The CubeSat has applications in three main sectors: education and training, technology demonstration, and commercial/operational applications, 4,5 where the applications sector is moving towards nanosatellite missions. In 2014, CubeSats were selected as one of the ten top scientific achievements or breakthroughs by Science magazine.7 CubeSat applications take advantage of ever-increasing performance and capacity of individual CubeSats, and the ability to create cost-effective networks and/or constellations of CubeSats carrying either the same payload to enhance re-visit frequency and coverage, or different payloads to perform more complicated tasks jointly. A good example of the first case is the Planet Labs Flock family, which has over 350 3U CubeSats on-orbit as of March 2019.8 With a 3U CubeSat size, it can attain Earth observation images at a few-meter-level ground resolutions. Meanwhile, thanks to its low cost, a network of a few hundred CubeSats becomes an affordable and commercially feasible offering.
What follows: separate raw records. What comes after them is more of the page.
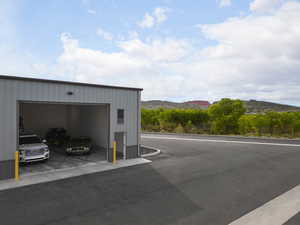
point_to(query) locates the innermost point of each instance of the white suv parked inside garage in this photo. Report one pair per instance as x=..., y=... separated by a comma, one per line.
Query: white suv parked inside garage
x=32, y=148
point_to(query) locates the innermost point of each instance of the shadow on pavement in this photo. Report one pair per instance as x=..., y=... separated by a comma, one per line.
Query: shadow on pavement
x=137, y=195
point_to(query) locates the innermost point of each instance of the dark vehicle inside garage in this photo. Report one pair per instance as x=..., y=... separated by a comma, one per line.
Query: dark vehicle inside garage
x=74, y=134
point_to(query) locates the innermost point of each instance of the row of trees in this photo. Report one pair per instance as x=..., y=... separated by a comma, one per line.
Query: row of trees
x=225, y=117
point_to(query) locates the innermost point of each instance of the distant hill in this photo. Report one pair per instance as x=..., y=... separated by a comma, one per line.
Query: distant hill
x=252, y=106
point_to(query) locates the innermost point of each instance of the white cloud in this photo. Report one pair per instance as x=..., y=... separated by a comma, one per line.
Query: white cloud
x=256, y=56
x=104, y=34
x=265, y=5
x=147, y=22
x=91, y=11
x=224, y=3
x=158, y=16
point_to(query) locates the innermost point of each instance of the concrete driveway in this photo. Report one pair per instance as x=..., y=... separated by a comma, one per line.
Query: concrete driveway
x=202, y=181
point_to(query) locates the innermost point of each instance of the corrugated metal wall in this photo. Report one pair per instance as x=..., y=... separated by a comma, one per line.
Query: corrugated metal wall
x=12, y=91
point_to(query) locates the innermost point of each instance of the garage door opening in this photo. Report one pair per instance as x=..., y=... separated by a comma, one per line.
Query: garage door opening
x=120, y=139
x=76, y=122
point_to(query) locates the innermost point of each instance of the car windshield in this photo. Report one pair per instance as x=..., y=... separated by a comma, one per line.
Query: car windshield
x=79, y=142
x=29, y=140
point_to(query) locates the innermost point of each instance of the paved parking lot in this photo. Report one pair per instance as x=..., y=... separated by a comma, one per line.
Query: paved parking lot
x=60, y=160
x=191, y=182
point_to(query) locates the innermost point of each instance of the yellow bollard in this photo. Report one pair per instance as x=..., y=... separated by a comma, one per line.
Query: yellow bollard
x=115, y=152
x=17, y=166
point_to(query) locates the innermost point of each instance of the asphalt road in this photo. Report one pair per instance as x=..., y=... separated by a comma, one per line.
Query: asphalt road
x=191, y=182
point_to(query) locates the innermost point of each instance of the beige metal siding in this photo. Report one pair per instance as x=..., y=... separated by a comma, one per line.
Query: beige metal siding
x=12, y=91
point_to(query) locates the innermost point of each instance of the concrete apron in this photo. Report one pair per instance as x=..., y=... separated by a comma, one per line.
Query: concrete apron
x=53, y=175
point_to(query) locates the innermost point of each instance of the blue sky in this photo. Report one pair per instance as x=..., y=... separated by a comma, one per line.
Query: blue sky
x=176, y=50
x=43, y=21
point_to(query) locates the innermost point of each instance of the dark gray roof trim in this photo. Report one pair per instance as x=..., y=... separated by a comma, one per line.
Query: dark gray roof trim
x=7, y=77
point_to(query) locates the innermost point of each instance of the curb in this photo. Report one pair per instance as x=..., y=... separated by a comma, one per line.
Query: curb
x=229, y=136
x=157, y=151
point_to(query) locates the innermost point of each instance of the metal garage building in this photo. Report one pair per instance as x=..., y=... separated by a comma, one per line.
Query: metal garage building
x=105, y=113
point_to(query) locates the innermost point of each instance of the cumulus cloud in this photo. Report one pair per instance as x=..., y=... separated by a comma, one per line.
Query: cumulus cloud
x=104, y=34
x=265, y=5
x=224, y=3
x=256, y=56
x=91, y=11
x=158, y=16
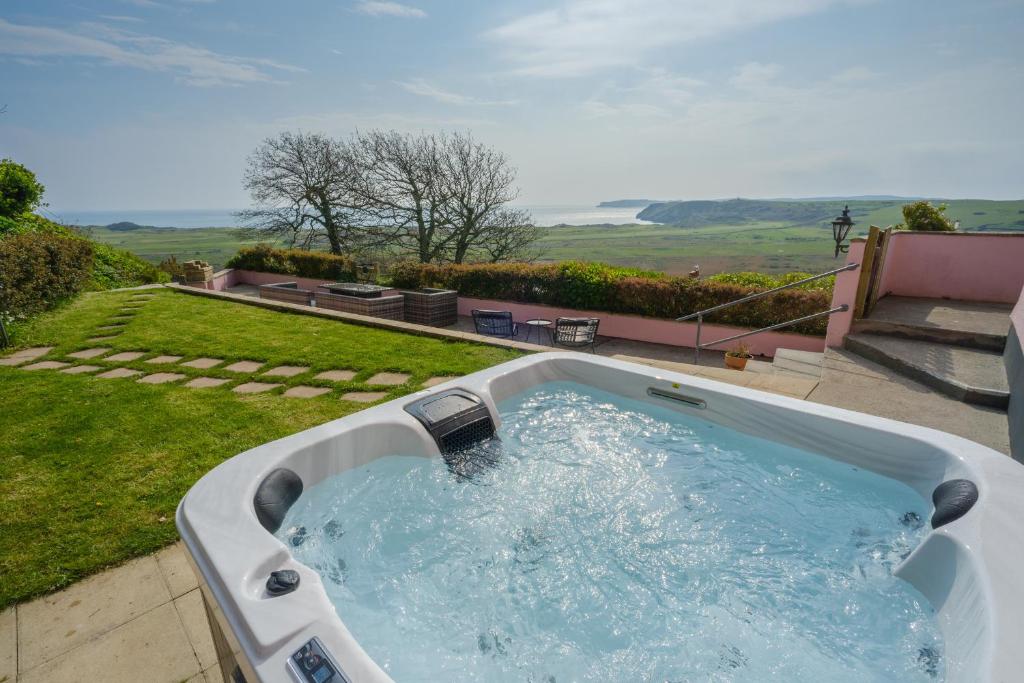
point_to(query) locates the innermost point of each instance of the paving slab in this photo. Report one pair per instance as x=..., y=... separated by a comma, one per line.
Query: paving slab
x=161, y=378
x=153, y=647
x=8, y=645
x=203, y=364
x=46, y=365
x=206, y=382
x=80, y=370
x=164, y=359
x=176, y=570
x=336, y=376
x=245, y=366
x=389, y=379
x=125, y=356
x=255, y=387
x=61, y=622
x=286, y=371
x=90, y=352
x=193, y=615
x=306, y=391
x=119, y=373
x=364, y=396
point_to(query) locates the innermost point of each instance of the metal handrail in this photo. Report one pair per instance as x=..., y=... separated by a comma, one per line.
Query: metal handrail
x=700, y=313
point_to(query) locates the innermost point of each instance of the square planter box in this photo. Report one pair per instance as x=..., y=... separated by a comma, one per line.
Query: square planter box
x=438, y=308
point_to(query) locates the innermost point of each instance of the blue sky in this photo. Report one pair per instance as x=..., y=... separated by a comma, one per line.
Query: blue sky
x=156, y=103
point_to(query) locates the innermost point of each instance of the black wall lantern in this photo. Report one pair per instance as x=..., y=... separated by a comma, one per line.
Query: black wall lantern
x=841, y=228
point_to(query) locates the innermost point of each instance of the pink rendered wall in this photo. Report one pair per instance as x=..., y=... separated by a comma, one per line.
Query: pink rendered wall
x=971, y=266
x=650, y=329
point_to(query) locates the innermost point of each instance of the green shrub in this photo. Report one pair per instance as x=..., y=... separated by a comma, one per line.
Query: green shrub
x=265, y=258
x=39, y=270
x=602, y=288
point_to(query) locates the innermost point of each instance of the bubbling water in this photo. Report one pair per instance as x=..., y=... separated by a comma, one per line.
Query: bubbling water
x=614, y=540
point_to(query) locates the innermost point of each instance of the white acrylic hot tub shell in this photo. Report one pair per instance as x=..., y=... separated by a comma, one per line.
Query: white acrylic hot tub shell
x=968, y=569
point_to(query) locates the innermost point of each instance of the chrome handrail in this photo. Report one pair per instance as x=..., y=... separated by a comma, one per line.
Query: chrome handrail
x=700, y=313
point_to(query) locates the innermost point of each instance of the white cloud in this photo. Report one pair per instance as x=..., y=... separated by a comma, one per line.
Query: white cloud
x=382, y=8
x=423, y=88
x=194, y=66
x=578, y=37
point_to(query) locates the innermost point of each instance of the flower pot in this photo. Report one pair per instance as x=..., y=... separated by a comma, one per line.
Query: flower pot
x=736, y=361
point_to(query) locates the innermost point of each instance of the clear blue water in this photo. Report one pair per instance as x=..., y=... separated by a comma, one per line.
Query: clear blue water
x=616, y=541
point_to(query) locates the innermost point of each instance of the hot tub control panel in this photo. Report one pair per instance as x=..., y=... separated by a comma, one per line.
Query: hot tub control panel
x=311, y=664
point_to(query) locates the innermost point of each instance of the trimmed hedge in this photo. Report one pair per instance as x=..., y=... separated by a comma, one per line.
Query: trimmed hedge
x=603, y=288
x=294, y=262
x=39, y=270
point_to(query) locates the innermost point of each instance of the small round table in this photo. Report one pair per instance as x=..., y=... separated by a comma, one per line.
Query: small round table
x=539, y=324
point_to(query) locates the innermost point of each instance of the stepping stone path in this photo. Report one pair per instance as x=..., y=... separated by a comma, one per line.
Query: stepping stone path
x=254, y=387
x=245, y=367
x=25, y=355
x=205, y=382
x=162, y=378
x=89, y=352
x=46, y=365
x=118, y=373
x=203, y=364
x=78, y=370
x=388, y=379
x=364, y=396
x=125, y=356
x=165, y=359
x=285, y=371
x=336, y=376
x=306, y=392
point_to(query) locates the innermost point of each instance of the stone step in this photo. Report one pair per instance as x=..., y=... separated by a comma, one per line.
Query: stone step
x=968, y=324
x=970, y=375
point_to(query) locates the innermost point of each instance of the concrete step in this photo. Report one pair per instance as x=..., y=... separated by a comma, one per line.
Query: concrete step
x=968, y=324
x=970, y=375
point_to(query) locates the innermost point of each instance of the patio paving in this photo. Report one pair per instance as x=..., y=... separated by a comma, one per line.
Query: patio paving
x=388, y=379
x=255, y=387
x=141, y=621
x=206, y=382
x=119, y=373
x=203, y=364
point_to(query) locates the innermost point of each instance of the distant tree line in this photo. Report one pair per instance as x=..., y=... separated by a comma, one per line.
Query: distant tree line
x=434, y=198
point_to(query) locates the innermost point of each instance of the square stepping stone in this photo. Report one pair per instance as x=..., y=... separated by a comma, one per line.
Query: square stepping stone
x=434, y=381
x=203, y=364
x=89, y=352
x=254, y=387
x=78, y=370
x=306, y=392
x=46, y=365
x=161, y=378
x=336, y=376
x=205, y=382
x=118, y=373
x=388, y=379
x=125, y=356
x=364, y=396
x=160, y=359
x=245, y=367
x=285, y=371
x=26, y=354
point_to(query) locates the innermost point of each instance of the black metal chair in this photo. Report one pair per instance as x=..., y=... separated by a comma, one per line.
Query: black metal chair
x=577, y=332
x=495, y=324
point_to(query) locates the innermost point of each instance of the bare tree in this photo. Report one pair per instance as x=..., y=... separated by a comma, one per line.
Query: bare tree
x=301, y=183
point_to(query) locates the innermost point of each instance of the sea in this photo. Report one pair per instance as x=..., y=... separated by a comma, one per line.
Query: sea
x=546, y=215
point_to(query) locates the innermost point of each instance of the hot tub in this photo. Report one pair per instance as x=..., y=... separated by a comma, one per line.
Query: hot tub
x=630, y=520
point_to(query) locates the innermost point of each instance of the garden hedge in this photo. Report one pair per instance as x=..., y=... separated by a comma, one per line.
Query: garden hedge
x=265, y=258
x=603, y=288
x=40, y=269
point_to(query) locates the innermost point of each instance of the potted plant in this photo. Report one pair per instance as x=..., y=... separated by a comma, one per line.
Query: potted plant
x=737, y=356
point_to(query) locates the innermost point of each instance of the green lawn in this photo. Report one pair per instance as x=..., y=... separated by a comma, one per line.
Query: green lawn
x=91, y=470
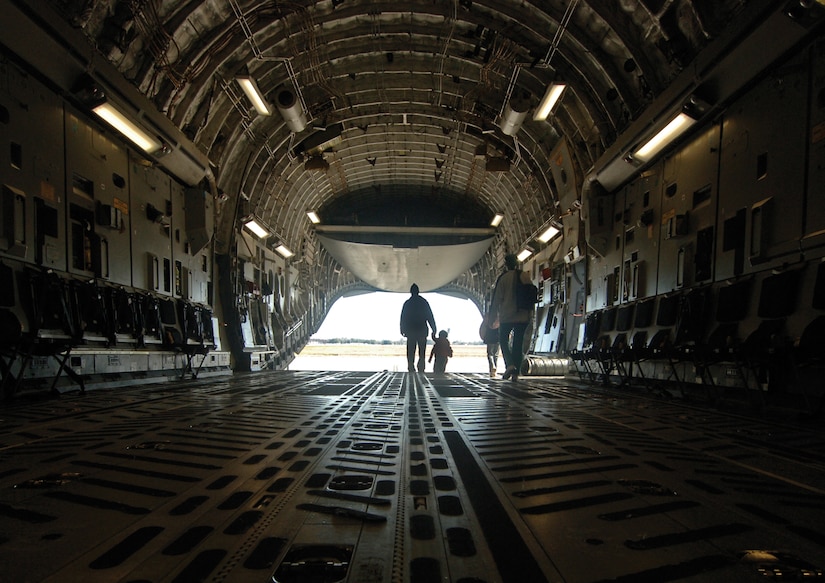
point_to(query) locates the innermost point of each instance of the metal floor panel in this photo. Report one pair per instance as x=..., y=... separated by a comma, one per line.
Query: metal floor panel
x=397, y=477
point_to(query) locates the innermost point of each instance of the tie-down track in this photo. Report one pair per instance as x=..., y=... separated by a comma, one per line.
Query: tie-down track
x=396, y=477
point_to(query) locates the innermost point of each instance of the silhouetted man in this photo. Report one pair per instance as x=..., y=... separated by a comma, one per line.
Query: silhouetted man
x=415, y=315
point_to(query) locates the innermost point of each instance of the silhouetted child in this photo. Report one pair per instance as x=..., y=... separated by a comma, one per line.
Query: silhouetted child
x=441, y=352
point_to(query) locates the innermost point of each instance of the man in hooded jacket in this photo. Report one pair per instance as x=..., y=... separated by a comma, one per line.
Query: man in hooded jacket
x=415, y=315
x=513, y=320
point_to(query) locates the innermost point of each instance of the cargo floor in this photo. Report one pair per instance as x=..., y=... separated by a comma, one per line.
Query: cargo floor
x=395, y=477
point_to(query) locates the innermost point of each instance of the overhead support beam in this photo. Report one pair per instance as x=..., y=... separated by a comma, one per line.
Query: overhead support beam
x=45, y=42
x=719, y=74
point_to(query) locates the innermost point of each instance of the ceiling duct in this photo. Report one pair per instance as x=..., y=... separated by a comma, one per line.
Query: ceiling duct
x=497, y=164
x=291, y=111
x=515, y=112
x=316, y=163
x=321, y=141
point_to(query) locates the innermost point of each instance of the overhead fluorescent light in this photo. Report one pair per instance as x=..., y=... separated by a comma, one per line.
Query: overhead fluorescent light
x=524, y=254
x=256, y=228
x=254, y=94
x=548, y=102
x=549, y=233
x=127, y=127
x=284, y=251
x=667, y=134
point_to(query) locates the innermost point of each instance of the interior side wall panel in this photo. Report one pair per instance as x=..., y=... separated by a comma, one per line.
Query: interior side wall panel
x=191, y=268
x=605, y=271
x=641, y=237
x=32, y=199
x=761, y=174
x=151, y=228
x=688, y=213
x=199, y=225
x=98, y=202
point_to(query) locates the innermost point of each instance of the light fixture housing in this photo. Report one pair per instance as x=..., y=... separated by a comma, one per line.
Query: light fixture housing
x=250, y=87
x=284, y=251
x=256, y=228
x=674, y=128
x=548, y=102
x=549, y=233
x=115, y=118
x=524, y=254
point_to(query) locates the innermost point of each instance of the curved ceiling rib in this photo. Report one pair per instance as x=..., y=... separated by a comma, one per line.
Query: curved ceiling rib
x=416, y=86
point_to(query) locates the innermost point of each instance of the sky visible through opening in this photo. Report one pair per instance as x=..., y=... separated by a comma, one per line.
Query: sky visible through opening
x=376, y=316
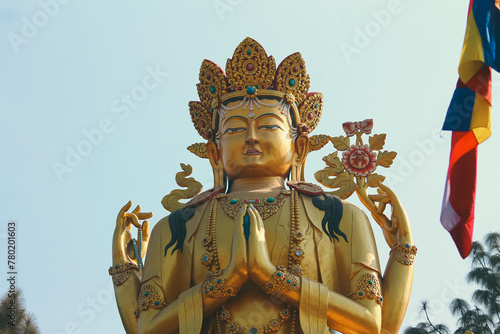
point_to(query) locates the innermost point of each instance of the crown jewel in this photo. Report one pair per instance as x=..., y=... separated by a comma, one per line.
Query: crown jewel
x=250, y=74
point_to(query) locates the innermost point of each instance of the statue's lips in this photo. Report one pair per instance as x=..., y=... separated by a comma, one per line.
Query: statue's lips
x=252, y=151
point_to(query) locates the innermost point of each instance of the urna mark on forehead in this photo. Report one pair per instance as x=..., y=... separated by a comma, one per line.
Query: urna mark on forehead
x=267, y=108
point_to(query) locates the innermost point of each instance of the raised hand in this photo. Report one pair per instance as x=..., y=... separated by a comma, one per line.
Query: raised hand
x=123, y=250
x=259, y=263
x=398, y=226
x=236, y=273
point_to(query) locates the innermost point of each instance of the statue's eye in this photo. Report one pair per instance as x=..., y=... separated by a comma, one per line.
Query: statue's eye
x=270, y=127
x=234, y=130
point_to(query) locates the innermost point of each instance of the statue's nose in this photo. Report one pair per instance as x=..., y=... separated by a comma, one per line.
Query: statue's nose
x=251, y=138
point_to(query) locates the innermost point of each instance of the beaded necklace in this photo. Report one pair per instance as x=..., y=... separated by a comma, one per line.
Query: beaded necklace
x=210, y=257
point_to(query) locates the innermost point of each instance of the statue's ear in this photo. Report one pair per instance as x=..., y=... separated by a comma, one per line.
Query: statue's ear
x=214, y=155
x=301, y=149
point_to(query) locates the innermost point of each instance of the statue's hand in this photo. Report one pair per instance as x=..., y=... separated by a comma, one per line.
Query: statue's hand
x=260, y=266
x=398, y=226
x=236, y=273
x=123, y=250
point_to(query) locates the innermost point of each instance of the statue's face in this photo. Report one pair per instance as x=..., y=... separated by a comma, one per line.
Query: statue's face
x=256, y=146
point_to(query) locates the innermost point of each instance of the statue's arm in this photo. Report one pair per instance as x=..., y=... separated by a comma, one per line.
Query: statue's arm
x=398, y=275
x=315, y=302
x=124, y=270
x=397, y=279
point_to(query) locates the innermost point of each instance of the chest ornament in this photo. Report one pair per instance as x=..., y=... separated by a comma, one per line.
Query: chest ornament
x=265, y=206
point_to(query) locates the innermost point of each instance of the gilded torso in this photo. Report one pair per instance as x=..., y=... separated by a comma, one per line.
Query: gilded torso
x=330, y=262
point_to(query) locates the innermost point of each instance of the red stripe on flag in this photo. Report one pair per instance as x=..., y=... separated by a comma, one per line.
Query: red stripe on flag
x=462, y=183
x=481, y=82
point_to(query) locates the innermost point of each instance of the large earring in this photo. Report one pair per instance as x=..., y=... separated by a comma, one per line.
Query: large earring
x=299, y=158
x=218, y=176
x=216, y=162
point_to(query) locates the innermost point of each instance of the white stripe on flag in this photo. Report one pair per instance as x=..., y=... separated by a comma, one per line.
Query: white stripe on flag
x=449, y=218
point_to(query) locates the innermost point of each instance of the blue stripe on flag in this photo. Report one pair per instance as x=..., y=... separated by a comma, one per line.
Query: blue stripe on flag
x=459, y=112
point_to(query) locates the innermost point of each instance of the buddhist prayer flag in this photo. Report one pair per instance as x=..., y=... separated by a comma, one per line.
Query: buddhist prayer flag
x=469, y=117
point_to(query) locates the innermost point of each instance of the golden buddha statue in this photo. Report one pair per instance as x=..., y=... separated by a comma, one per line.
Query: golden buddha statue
x=257, y=253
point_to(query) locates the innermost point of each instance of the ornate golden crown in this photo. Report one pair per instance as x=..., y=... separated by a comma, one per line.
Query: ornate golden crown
x=251, y=74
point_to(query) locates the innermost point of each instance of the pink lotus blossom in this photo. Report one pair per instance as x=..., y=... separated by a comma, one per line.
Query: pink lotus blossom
x=359, y=160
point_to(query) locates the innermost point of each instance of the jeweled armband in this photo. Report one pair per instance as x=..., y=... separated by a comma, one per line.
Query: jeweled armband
x=150, y=295
x=404, y=253
x=121, y=273
x=281, y=281
x=215, y=287
x=368, y=286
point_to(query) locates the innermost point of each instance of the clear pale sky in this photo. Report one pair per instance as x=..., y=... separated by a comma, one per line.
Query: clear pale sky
x=67, y=67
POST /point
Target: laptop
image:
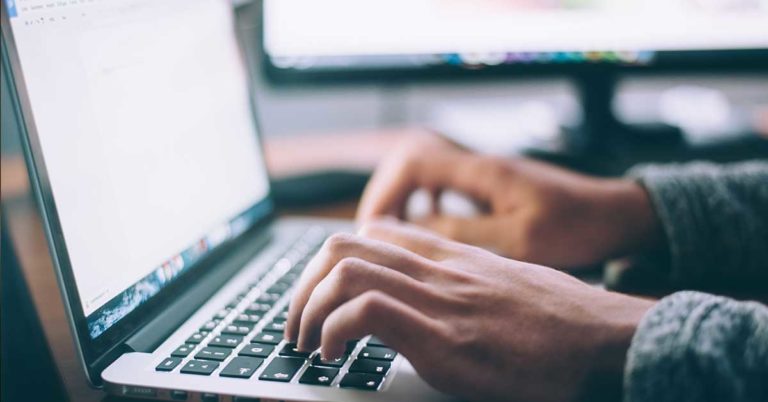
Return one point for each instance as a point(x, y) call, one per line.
point(140, 137)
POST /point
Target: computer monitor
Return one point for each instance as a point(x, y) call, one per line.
point(590, 40)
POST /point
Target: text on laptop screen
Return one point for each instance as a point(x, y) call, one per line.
point(145, 125)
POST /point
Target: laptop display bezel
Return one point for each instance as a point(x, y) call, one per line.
point(96, 354)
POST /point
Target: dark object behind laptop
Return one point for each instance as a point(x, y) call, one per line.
point(27, 370)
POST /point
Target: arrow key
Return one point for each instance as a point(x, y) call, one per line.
point(319, 376)
point(199, 367)
point(281, 369)
point(241, 367)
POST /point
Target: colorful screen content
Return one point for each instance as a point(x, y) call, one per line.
point(151, 150)
point(351, 34)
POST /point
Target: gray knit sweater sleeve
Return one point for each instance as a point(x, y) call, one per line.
point(715, 218)
point(695, 347)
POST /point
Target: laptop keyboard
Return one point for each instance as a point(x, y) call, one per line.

This chapter presents a small CubeSat constellation or network, named the STU-2 mission (also known as the TW-1 mission during its development phase), as a good example of the second case. It is a CubeSat constellation with multiple distributed payloads meant to explore integrated services for Earth observation and marine/air traffic information collection and monitoring. It is based on low-cost and off-the-shelf CubeSat technologies. It consists of three CubeSats: a single 3U CubeSat and two 2U CubeSats, carrying different payloads and instruments. The STU-2 mission was successfully launched by piggy-backing on the Long March 11 rocket on its maiden flight on September 25, 2015, from Jiuquan, China, into a low-Earth-orbit (LEO) sun-synchronous orbit (SSO) with an altitude of 481 km, inclination of 97 deg, and a local time of descending node (LTDN) at 8:00 a.m.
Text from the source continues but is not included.